In recent years, many studies have shown that flaviviruses, especially dengue virus, has the ability to inhibit the innate immune response during the infection. Indeed, dengue virus has many nonstructural proteins that allow the inhibition of various mediators of the innate immune system response.

Only one vaccine for dengue is currently approved in 11 countries (Mexico, the Philippines, Indonesia, Brazil, El Salvador, Costa Rica, Paraguay, Guatemala, Peru, Thailand, and Singapore). Several vaccines are under development by private and public researchers. Developing a vaccine against the disease is challenging. With four different serotypes of the virus that can cause the disease, the vaccine must immunize against all four types to be effective. Vaccination against only one serotype could possibly lead to severe dengue hemorrhagic shock when infected with another serotype due to antibody-dependent enhancement.
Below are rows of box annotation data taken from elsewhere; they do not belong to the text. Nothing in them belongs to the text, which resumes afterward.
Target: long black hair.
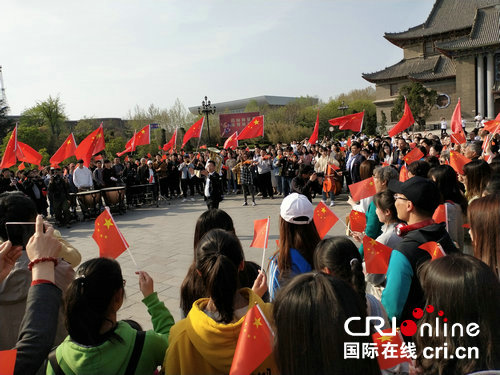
[64,258,124,345]
[195,229,245,323]
[180,209,234,316]
[314,236,367,311]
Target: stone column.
[476,55,486,117]
[486,53,495,120]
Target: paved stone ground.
[61,194,350,329]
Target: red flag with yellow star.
[450,150,472,175]
[349,177,377,202]
[250,218,270,249]
[181,117,205,148]
[238,116,264,141]
[50,133,76,165]
[418,241,446,260]
[349,210,366,232]
[363,236,392,273]
[403,147,424,165]
[0,349,17,375]
[229,305,274,375]
[372,328,410,370]
[313,202,339,239]
[75,123,106,167]
[92,207,129,259]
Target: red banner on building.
[219,112,260,138]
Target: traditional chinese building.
[363,0,500,123]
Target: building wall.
[455,56,476,121]
[403,43,424,59]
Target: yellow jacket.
[163,288,278,375]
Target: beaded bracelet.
[28,257,58,271]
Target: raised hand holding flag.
[349,177,377,202]
[313,202,339,239]
[229,304,274,375]
[92,207,129,263]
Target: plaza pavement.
[61,194,350,329]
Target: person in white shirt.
[73,160,94,191]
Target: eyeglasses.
[394,194,409,201]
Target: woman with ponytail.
[164,229,276,374]
[47,258,174,375]
[314,236,388,326]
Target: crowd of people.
[0,125,500,374]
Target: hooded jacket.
[164,288,277,375]
[47,293,174,375]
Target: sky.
[0,0,434,120]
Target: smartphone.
[5,222,36,248]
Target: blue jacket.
[268,248,312,301]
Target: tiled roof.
[363,56,455,83]
[408,56,457,82]
[436,5,500,53]
[384,0,500,44]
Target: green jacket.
[47,293,174,375]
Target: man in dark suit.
[346,142,365,185]
[201,160,222,210]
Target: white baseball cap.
[280,193,314,225]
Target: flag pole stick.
[127,248,139,270]
[260,216,271,271]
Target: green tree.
[19,96,67,153]
[391,82,437,130]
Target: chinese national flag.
[313,202,339,239]
[389,98,415,137]
[17,142,42,166]
[328,111,365,133]
[349,177,377,202]
[450,150,472,175]
[163,128,177,151]
[452,131,467,144]
[432,204,447,223]
[229,305,274,375]
[418,241,446,260]
[181,117,205,148]
[92,207,129,259]
[349,210,366,232]
[309,109,319,145]
[484,113,500,134]
[450,98,462,133]
[0,349,17,375]
[0,125,23,168]
[403,147,424,165]
[50,133,76,164]
[372,328,411,370]
[238,116,264,141]
[75,123,106,167]
[399,165,408,182]
[250,218,270,249]
[223,132,238,150]
[363,236,392,274]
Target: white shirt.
[73,166,93,189]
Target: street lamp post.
[337,100,349,138]
[198,96,215,146]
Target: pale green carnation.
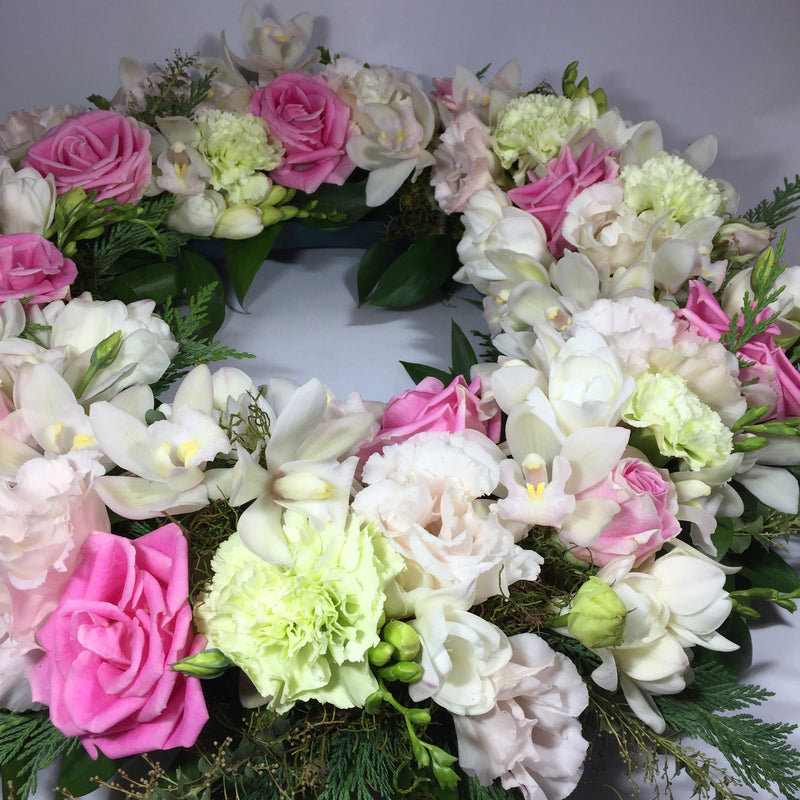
[196,108,284,190]
[195,511,404,713]
[493,94,597,185]
[622,372,733,469]
[619,153,725,225]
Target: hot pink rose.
[22,110,152,203]
[508,144,619,258]
[676,281,800,420]
[30,524,208,758]
[359,375,500,463]
[247,72,355,192]
[565,458,681,566]
[0,233,78,303]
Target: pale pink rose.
[247,72,355,192]
[30,523,208,758]
[358,375,500,463]
[453,633,589,800]
[431,111,502,214]
[0,233,78,303]
[676,281,800,420]
[22,110,152,203]
[508,144,619,258]
[559,458,681,566]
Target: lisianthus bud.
[567,576,627,647]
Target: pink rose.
[358,375,500,463]
[30,524,208,758]
[562,458,681,566]
[508,144,619,258]
[22,110,152,203]
[676,281,800,420]
[247,72,355,192]
[0,233,78,303]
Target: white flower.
[453,633,589,800]
[353,430,542,616]
[0,156,56,236]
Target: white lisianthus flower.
[0,156,56,236]
[453,633,589,800]
[353,430,542,616]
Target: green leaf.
[225,225,281,305]
[358,239,394,305]
[181,249,225,339]
[109,262,183,303]
[57,747,122,797]
[367,234,456,308]
[736,545,800,593]
[450,321,478,383]
[400,361,453,386]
When infected with dengue virus, the immune system produces cross-reactive antibodies that provide immunity to that particular serotype. However, these antibodies are incapable of neutralizing other serotypes upon reinfection and actually increase viral replication. When macrophages consume the ‘neutralized’ virus, the virus is able to replicate within the macrophage, causing disease. These cross-reactive, ineffective antibodies ease access of virus into macrophages, which induces more severe disease (dengue hemorrhagic fever, dengue shock syndrome). A common problem faced in dengue-endemic regions is when mothers become infected with dengue; after giving birth, offspring carry the immunity from their mother and are susceptible to hemorrhagic fever if infected with any of the other three serotypes. One vaccine was in phase III trials in 2012 and planning for vaccine usage and effectiveness surveillance had started.
There are no approved direct antiviral treatments for Dengue fever. Most antiviral drug research for Dengue infections has focussed on inhibition of the NS2B/NS3 protease or NS5 proteins. One drug, Balapiravir, a repurposed hepatitis C NS5 polymerase inhibitor progressed to a Phase II clinical trial before being stopped due to lack of efficacy.